Is the country’s defense against OPEC needed anymore?

The country’s move to become a net oil and gas exporter is sparking questions about the future of a 40-year-old policy requiring the government to stockpile petroleum to guard against a Saudi oil embargo that appears will never come.

The Strategic Petroleum Reserve was created when the country was literally being hung over a barrel.

The reserve was developed in response to the Arab oil embargo of the 1970s, stockpiling large amounts of oil in the event that the Saudis, or its partners in the Organization of the Petroleum Exporting Countries, sought to withhold oil from reaching U.S. shores.

But the days of threats from Mideast oil embargoes are long gone. Most of the United States’s imports come from Canada and Mexico now, making the risk of supply disruptions unlikely.

More importantly, government projections show the nation becoming a net oil exporter in the next few years, as dependence on imports continues to fall. Increased oil production from hydraulic fracturing and the shale boom has placed the U.S. in a much better place to negotiate its energy destiny as a top oil and gas producer, analysts say.

But that raises questions about the future of the oil reserve.

The country has to figure out “if it still makes sense … in its current configuration,” says Guy Caruso, former head of the Energy Information Administration under President George W. Bush. Although some lawmakers have proposed “getting rid” of the oil reserve, it makes more sense to ask “how you make it more logistically relevant.”

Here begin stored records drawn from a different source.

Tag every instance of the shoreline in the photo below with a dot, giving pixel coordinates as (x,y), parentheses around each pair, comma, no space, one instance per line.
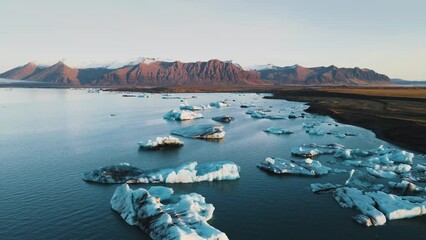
(400,120)
(395,114)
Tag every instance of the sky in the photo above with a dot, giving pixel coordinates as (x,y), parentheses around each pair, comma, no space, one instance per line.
(388,36)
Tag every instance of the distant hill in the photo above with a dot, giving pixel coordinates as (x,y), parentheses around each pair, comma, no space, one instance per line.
(407,82)
(318,76)
(152,72)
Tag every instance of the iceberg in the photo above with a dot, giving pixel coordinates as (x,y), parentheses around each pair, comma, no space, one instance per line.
(182,115)
(186,173)
(223,118)
(346,153)
(354,198)
(360,180)
(310,150)
(321,188)
(186,106)
(380,173)
(161,142)
(263,114)
(219,104)
(406,187)
(120,173)
(299,167)
(162,215)
(277,130)
(394,207)
(207,131)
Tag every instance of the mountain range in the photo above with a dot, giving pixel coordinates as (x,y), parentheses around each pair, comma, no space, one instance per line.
(151,72)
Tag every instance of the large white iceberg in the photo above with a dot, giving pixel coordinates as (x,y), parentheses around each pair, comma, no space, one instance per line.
(380,173)
(207,131)
(219,104)
(299,167)
(310,150)
(182,217)
(277,130)
(361,180)
(185,173)
(161,142)
(354,198)
(186,106)
(223,118)
(264,114)
(326,187)
(182,115)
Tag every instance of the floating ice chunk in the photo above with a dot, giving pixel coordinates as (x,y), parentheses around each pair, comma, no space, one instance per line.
(223,118)
(161,142)
(320,188)
(219,104)
(406,187)
(400,168)
(182,115)
(120,173)
(208,131)
(360,180)
(310,125)
(392,155)
(310,150)
(161,192)
(190,107)
(346,153)
(363,220)
(420,168)
(206,107)
(380,173)
(263,114)
(395,207)
(184,218)
(299,167)
(352,197)
(185,173)
(315,131)
(277,130)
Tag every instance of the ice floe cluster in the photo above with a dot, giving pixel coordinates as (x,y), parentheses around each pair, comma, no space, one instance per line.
(277,130)
(182,115)
(299,167)
(163,215)
(185,173)
(161,142)
(206,131)
(264,114)
(223,118)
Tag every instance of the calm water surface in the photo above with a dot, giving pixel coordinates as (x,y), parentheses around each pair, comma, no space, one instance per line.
(49,137)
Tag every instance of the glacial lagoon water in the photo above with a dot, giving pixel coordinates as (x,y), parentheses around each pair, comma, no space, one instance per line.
(49,137)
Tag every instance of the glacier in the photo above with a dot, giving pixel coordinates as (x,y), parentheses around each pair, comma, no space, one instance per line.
(161,143)
(299,167)
(186,173)
(207,131)
(162,215)
(182,115)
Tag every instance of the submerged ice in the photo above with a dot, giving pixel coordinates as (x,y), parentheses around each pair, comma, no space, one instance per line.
(207,131)
(185,173)
(160,143)
(182,115)
(299,167)
(162,215)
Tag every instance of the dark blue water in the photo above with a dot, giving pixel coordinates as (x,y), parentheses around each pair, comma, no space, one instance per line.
(49,137)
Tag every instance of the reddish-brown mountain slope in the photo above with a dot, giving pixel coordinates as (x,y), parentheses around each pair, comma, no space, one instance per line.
(59,74)
(211,73)
(332,75)
(22,72)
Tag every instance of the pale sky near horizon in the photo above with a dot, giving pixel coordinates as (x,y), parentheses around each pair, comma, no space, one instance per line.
(388,36)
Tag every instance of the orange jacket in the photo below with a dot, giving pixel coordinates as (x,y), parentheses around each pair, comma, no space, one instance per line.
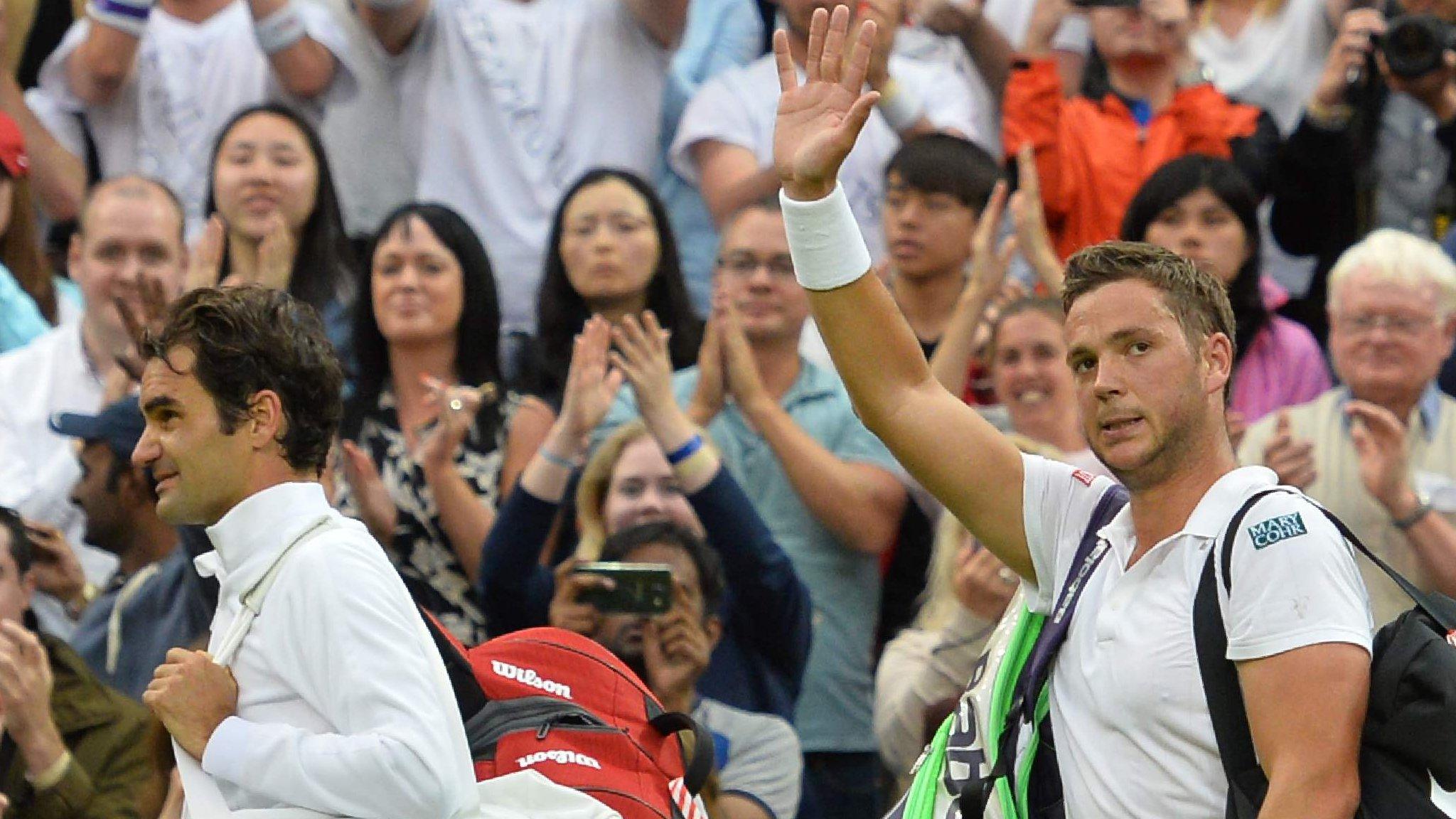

Caruso is heading a study of the petroleum stockpile as senior adviser at the Center for Strategic and International Studies think tank in Washington. He is scheduled to hold a conference Wednesday with the Energy Department to consider the hurdles ahead for the reserve.

Many of the ways to move oil envisioned under the original 1975 policy don’t work, according to Caruso. For example, the moving oil north from the Gulf of Mexico, where much of the reserves are stored, is not possible. More oil is flowing south from shale oil being pumped from North Dakota to refineries on the Gulf Coast and pipeline companies are not building the infrastructure needed to move crude from where the reserve is stored. That makes it difficult to move the reserve’s oil to parts of the country where it would be needed in an emergency.

That leaves shipping it by tanker, but there are a limited number of specially designated ships that can haul crude oil under the Jones Act. The 1920 law mandates that all tankers used to ship oil in the U.S. must be made in the United States. But most large cargo vessels are no longer made in the U.S., and the few vessels that comply with the law are aging. Caruso recommends lawmakers seriously consider revisions to the law, but observers say Congress has been unwilling to address the issue for years, instead focusing on pipelines to move crude.

John Felmy, chief economist for the American Petroleum Institute, says the industry is treading carefully on any restructuring of the reserve. He says the Obama administration is “recommending more flexibility in terms of the use” of the reserve, but “the devils are in the details.” The institute is waiting to see what the administration will propose based on its Quadrennial Energy Review released last month.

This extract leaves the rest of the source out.